Now download The Avenger by Swandog46, and save it to your Desktop.

• Extract avenger.exe from the Zip file and save it to your desktop
• Run avenger.exe by double-clicking on it.
• Do not change any check box options!!
• Copy everything in the Quote box below, and paste it into the Input script here: part of the window:

• Now click the Execute button.
• Click Yes to the prompt to confirm you want to execute.
• Click Yes to the Reboot now? question that will appear when Avenger finishes running.
• Your PC should reboot, if not, reboot it yourself.
• A log file from Avenger will be produced at C:\avenger.txt and it will popup for you to view when you login after reboot.

After reboot look for all of the above files we had Avenger attempt to delete. If you still see them, delete them yourself.

Also delete all files in the below folders except ones from the current date (Windows will not let you delete the files from the current day).
D:\WINDOWS\Temp
D:\Documents and Settings\Dmitri\Local Settings\Temp

Now run Ccleaner to clean out only temp files and nothing else!
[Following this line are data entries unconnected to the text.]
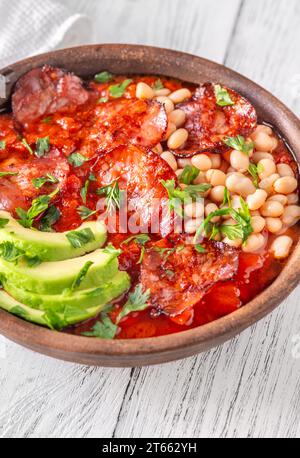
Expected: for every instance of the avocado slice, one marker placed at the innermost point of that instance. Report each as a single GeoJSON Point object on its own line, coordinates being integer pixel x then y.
{"type": "Point", "coordinates": [72, 304]}
{"type": "Point", "coordinates": [55, 277]}
{"type": "Point", "coordinates": [68, 315]}
{"type": "Point", "coordinates": [51, 246]}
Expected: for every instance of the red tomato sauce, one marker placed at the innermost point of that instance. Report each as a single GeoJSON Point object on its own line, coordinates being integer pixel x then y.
{"type": "Point", "coordinates": [255, 272]}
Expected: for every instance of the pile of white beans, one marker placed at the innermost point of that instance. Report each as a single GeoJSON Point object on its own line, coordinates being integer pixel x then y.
{"type": "Point", "coordinates": [273, 206]}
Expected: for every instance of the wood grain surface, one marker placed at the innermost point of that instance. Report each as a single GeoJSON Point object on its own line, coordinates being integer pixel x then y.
{"type": "Point", "coordinates": [250, 387]}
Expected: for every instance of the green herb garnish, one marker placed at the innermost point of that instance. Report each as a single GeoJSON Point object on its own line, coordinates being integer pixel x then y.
{"type": "Point", "coordinates": [80, 238]}
{"type": "Point", "coordinates": [38, 206]}
{"type": "Point", "coordinates": [85, 212]}
{"type": "Point", "coordinates": [117, 90]}
{"type": "Point", "coordinates": [38, 183]}
{"type": "Point", "coordinates": [189, 174]}
{"type": "Point", "coordinates": [113, 196]}
{"type": "Point", "coordinates": [238, 143]}
{"type": "Point", "coordinates": [76, 159]}
{"type": "Point", "coordinates": [8, 174]}
{"type": "Point", "coordinates": [222, 96]}
{"type": "Point", "coordinates": [42, 146]}
{"type": "Point", "coordinates": [104, 77]}
{"type": "Point", "coordinates": [50, 217]}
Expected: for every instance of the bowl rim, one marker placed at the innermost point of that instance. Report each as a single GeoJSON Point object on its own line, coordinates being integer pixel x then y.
{"type": "Point", "coordinates": [132, 352]}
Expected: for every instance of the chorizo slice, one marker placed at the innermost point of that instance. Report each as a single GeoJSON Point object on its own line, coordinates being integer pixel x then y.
{"type": "Point", "coordinates": [208, 123]}
{"type": "Point", "coordinates": [178, 276]}
{"type": "Point", "coordinates": [44, 91]}
{"type": "Point", "coordinates": [124, 121]}
{"type": "Point", "coordinates": [139, 172]}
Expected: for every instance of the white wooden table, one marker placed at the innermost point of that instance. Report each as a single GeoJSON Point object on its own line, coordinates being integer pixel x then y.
{"type": "Point", "coordinates": [250, 387]}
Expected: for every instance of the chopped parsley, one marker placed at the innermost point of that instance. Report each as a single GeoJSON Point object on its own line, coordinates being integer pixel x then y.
{"type": "Point", "coordinates": [137, 302]}
{"type": "Point", "coordinates": [113, 196]}
{"type": "Point", "coordinates": [239, 143]}
{"type": "Point", "coordinates": [141, 240]}
{"type": "Point", "coordinates": [38, 206]}
{"type": "Point", "coordinates": [50, 217]}
{"type": "Point", "coordinates": [80, 238]}
{"type": "Point", "coordinates": [8, 174]}
{"type": "Point", "coordinates": [104, 77]}
{"type": "Point", "coordinates": [158, 84]}
{"type": "Point", "coordinates": [76, 159]}
{"type": "Point", "coordinates": [42, 146]}
{"type": "Point", "coordinates": [38, 183]}
{"type": "Point", "coordinates": [242, 230]}
{"type": "Point", "coordinates": [117, 90]}
{"type": "Point", "coordinates": [189, 174]}
{"type": "Point", "coordinates": [222, 96]}
{"type": "Point", "coordinates": [85, 212]}
{"type": "Point", "coordinates": [27, 146]}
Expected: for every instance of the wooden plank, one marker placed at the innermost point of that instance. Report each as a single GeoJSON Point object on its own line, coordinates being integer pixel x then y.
{"type": "Point", "coordinates": [183, 25]}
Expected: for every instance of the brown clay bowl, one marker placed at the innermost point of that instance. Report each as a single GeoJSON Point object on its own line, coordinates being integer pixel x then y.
{"type": "Point", "coordinates": [86, 61]}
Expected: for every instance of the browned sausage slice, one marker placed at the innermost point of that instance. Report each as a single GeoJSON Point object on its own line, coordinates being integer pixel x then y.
{"type": "Point", "coordinates": [124, 121]}
{"type": "Point", "coordinates": [139, 173]}
{"type": "Point", "coordinates": [44, 91]}
{"type": "Point", "coordinates": [208, 123]}
{"type": "Point", "coordinates": [178, 276]}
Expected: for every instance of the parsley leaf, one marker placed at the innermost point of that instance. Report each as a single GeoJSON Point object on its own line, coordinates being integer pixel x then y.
{"type": "Point", "coordinates": [103, 77]}
{"type": "Point", "coordinates": [85, 212]}
{"type": "Point", "coordinates": [38, 206]}
{"type": "Point", "coordinates": [76, 159]}
{"type": "Point", "coordinates": [189, 174]}
{"type": "Point", "coordinates": [105, 329]}
{"type": "Point", "coordinates": [222, 96]}
{"type": "Point", "coordinates": [81, 275]}
{"type": "Point", "coordinates": [117, 90]}
{"type": "Point", "coordinates": [113, 196]}
{"type": "Point", "coordinates": [158, 84]}
{"type": "Point", "coordinates": [141, 240]}
{"type": "Point", "coordinates": [242, 216]}
{"type": "Point", "coordinates": [102, 100]}
{"type": "Point", "coordinates": [110, 249]}
{"type": "Point", "coordinates": [38, 183]}
{"type": "Point", "coordinates": [80, 238]}
{"type": "Point", "coordinates": [27, 146]}
{"type": "Point", "coordinates": [137, 301]}
{"type": "Point", "coordinates": [3, 222]}
{"type": "Point", "coordinates": [238, 143]}
{"type": "Point", "coordinates": [10, 253]}
{"type": "Point", "coordinates": [50, 217]}
{"type": "Point", "coordinates": [42, 146]}
{"type": "Point", "coordinates": [8, 174]}
{"type": "Point", "coordinates": [200, 249]}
Now download the current version of MGtools and save it to your root folder. Overwrite your previous MGtools.exe file with this one.

Run MGtools.exe ( Note: If using Vista make sure UAC is still disabled. Also don't double click on it, use right click and select Run As Administrator )


Then attach the below logs:

• C:\avenger.txt
• C:\MGlogs.zip

Make sure you tell me how things are working now!